Unfortunately this breaks CentOS 8, which has an older version of ninja:

ninja: error: build.ninja:16369: multiple outputs aren't (yet?) 
supported by depslog; bring this up on the mailing list if it affects you

This was fixed in ninja 1.10.0.

Paolo
Fabiano Rosas May 22, 2023, 6:17 p.m. UTC | #5
Paolo Bonzini <pbonzini@redhat.com> writes:

> On 5/3/23 22:39, Fabiano Rosas wrote:
>> For the documentation builds (man pages & manual), we let Sphinx
>> decide when to rebuild and use a depfile to know when to trigger the
>> make target.
>> 
>> We currently use a trick of having the man pages custom_target take as
>> input the html pages custom_target object, which causes both targets
>> to be executed if one of the dependencies has changed. However, having
>> this at the custom_target level means that the two builds are
>> effectively serialized.
>> 
>> We can eliminate the dependency between the targets by adding a second
>> depfile for the man pages build, allowing them to be parallelized by
>> ninja while keeping sphinx in charge of deciding when to rebuild.
>> 
>> Since they can now run in parallel, separate the Sphinx cache
>> directory of the two builds. We need this not only for data
>> consistency but also because Sphinx writes builder-dependent
>> environment information to the cache directory (see notes under
>> smartquotes_excludes in sphinx docs [1]).
>> 
>> Note that after this patch the commands `make man` and `make html`
>> only build the specified target. To keep the old behavior of building
>> both targets, use `make man html` or `make sphinxdocs`.
>> 
>> 1- https://www.sphinx-doc.org/en/master/usage/configuration.html

Sorry it took me a while to get back to this, I've been caught in
downstream work.

>
> Unfortunately this breaks CentOS 8, which has an older version of ninja:
>
> ninja: error: build.ninja:16369: multiple outputs aren't (yet?) 
> supported by depslog; bring this up on the mailing list if it affects you
>
> This was fixed in ninja 1.10.0.
>

It looks like it would be easier to just wait until all our supported
build platforms reach this version.

Is this CentOS 8 or CentOS Stream 8? I believe CentOS Stream 8 would
drop from our support matrix at the end of this year. And CentOS 8
should have already dropped no? Due to Stream 9 being released in
2021. Unless we do not count Stream as a new version over plain CentOS.
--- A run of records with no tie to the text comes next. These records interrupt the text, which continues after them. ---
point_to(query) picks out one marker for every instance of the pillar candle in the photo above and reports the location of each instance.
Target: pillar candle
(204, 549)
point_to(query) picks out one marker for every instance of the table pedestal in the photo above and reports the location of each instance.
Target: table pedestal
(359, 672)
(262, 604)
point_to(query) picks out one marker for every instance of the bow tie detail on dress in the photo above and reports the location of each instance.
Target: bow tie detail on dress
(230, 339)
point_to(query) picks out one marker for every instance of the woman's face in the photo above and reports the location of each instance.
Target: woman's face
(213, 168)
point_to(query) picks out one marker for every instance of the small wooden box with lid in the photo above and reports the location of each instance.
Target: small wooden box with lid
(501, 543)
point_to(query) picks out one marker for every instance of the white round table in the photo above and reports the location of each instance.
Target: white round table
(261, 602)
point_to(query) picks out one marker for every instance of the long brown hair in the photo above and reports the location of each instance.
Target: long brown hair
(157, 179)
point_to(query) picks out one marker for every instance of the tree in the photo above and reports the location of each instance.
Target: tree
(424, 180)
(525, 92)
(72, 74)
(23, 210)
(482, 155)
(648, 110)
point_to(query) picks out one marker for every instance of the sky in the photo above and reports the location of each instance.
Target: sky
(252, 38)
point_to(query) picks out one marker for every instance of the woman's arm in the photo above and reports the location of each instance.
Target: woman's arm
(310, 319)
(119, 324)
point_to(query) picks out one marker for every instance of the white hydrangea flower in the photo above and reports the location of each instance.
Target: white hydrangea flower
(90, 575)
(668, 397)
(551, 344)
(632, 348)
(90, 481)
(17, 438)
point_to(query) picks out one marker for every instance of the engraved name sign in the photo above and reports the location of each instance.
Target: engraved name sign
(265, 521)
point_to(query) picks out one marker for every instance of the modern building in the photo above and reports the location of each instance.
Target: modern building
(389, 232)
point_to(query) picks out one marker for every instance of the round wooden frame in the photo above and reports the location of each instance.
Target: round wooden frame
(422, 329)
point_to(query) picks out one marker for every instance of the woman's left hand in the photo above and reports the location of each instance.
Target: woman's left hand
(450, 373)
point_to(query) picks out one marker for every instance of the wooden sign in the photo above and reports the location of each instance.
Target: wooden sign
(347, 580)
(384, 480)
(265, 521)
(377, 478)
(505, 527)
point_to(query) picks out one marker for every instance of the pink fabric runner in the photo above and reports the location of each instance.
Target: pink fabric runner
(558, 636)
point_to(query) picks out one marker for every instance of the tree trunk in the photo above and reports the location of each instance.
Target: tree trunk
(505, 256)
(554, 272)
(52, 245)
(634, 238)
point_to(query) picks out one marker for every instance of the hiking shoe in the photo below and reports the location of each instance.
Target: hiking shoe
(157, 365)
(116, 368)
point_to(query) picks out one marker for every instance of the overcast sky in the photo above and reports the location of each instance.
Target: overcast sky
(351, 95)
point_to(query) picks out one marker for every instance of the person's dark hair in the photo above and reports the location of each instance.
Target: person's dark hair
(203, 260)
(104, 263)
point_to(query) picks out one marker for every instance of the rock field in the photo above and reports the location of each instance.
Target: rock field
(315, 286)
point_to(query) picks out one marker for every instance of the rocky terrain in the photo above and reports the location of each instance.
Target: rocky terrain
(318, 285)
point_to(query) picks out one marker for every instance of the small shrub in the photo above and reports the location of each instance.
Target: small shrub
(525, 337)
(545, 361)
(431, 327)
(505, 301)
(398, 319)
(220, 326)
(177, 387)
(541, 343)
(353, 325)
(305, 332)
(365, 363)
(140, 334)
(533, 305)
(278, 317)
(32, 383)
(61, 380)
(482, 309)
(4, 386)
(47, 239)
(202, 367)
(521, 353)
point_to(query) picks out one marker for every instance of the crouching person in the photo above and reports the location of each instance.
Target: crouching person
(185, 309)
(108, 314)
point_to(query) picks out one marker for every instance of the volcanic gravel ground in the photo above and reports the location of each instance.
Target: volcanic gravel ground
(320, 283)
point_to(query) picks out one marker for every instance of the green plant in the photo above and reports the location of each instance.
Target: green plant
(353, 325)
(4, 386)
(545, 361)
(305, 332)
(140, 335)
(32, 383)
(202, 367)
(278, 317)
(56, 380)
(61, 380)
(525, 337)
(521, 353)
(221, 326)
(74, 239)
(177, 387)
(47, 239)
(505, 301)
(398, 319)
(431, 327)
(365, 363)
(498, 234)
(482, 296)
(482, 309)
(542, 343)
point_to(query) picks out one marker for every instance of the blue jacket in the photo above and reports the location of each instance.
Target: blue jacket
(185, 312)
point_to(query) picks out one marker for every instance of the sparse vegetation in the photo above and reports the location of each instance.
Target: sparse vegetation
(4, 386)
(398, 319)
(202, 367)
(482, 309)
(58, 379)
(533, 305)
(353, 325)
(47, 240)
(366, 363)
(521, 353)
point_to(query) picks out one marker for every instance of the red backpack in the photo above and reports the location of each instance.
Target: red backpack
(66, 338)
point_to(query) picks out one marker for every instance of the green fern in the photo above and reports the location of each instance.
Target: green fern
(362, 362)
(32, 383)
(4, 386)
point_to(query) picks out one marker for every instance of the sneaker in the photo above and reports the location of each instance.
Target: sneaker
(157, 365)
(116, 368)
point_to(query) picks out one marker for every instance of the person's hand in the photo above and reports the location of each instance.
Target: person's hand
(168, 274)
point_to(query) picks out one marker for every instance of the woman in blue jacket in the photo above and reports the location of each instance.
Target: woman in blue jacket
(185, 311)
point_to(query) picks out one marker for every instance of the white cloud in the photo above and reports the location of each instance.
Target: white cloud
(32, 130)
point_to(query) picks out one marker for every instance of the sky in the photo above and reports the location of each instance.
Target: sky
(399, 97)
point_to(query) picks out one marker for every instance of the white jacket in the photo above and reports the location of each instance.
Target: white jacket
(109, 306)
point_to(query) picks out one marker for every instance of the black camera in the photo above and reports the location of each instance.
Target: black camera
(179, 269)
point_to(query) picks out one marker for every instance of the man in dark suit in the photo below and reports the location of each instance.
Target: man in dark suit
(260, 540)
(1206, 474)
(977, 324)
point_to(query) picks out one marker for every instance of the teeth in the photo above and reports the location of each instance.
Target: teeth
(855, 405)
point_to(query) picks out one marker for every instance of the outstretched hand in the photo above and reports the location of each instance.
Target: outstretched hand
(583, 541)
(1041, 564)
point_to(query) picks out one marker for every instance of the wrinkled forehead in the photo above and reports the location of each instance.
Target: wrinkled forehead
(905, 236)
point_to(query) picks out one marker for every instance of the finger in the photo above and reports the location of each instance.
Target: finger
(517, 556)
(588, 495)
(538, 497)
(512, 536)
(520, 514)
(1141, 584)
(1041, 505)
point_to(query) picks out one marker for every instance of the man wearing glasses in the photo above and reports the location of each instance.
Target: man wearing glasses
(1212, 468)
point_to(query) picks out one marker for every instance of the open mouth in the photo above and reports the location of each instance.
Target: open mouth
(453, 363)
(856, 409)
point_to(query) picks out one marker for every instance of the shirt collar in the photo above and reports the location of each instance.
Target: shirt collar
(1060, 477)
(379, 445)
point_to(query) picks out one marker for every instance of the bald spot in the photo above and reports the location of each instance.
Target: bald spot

For the dates and versions, I'm looking at:
https://en.wikipedia.org/wiki/CentOS
https://repology.org/project/ninja/versions
diff mbox series

Patch

diff --git a/docs/meson.build b/docs/meson.build
index 6d0986579e..858e737431 100644
--- a/docs/meson.build
+++ b/docs/meson.build
@@ -42,7 +42,9 @@  if sphinx_build.found()
 endif
 
 if build_docs
-  SPHINX_ARGS += ['-Dversion=' + meson.project_version(), '-Drelease=' + get_option('pkgversion')]
+  SPHINX_ARGS += ['-Dversion=' + meson.project_version(),
+                  '-Drelease=' + get_option('pkgversion'),
+                  '-Ddepfile=@DEPFILE@', '-Ddepfile_stamp=@OUTPUT0@']
 
   man_pages = {
         'qemu-ga.8': (have_ga ? 'man8' : ''),
@@ -61,41 +63,43 @@  if build_docs
   }
 
   sphinxdocs = []
-  sphinxmans = []
 
   private_dir = meson.current_build_dir() / 'manual.p'
   output_dir = meson.current_build_dir() / 'manual'
   input_dir = meson.current_source_dir()
 
-  this_manual = custom_target('QEMU manual',
+  manual = custom_target('QEMU manual',
                 build_by_default: build_docs,
-                output: 'docs.stamp',
+                output: 'manual.stamp',
                 input: files('conf.py'),
-                depfile: 'docs.d',
-                command: [SPHINX_ARGS, '-Ddepfile=@DEPFILE@',
-                          '-Ddepfile_stamp=@OUTPUT0@',
-                          '-b', 'html', '-d', private_dir,
+                depfile: 'manual.dep',
+                command: [SPHINX_ARGS, '-b', 'html', '-d', private_dir,
                           input_dir, output_dir])
-  sphinxdocs += this_manual
+  sphinxdocs += manual
   install_subdir(output_dir, install_dir: qemu_docdir, strip_directory: true)
 
-  these_man_pages = []
-  install_dirs = []
+  man_private_dir = meson.current_build_dir() / 'man.p'
+  # man.stamp is not installed
+  these_man_pages = ['man.stamp']
+  install_dirs = [false]
+
   foreach page, section : man_pages
     these_man_pages += page
     install_dirs += section == '' ? false : get_option('mandir') / section
   endforeach
 
-  sphinxmans += custom_target('QEMU man pages',
+
+  man_pages = custom_target('QEMU man pages',
                               build_by_default: build_docs,
                               output: these_man_pages,
-                              input: this_manual,
+                              depfile: 'man.dep',
                               install: build_docs,
                               install_dir: install_dirs,
-                              command: [SPHINX_ARGS, '-b', 'man', '-d', private_dir,
+                              command: [SPHINX_ARGS, '-b', 'man', '-d', man_private_dir,
                                         input_dir, meson.current_build_dir()])
+  sphinxdocs += man_pages
 
   alias_target('sphinxdocs', sphinxdocs)
-  alias_target('html', sphinxdocs)
-  alias_target('man', sphinxmans)
+  alias_target('html', manual)
+  alias_target('man', man_pages)
 endif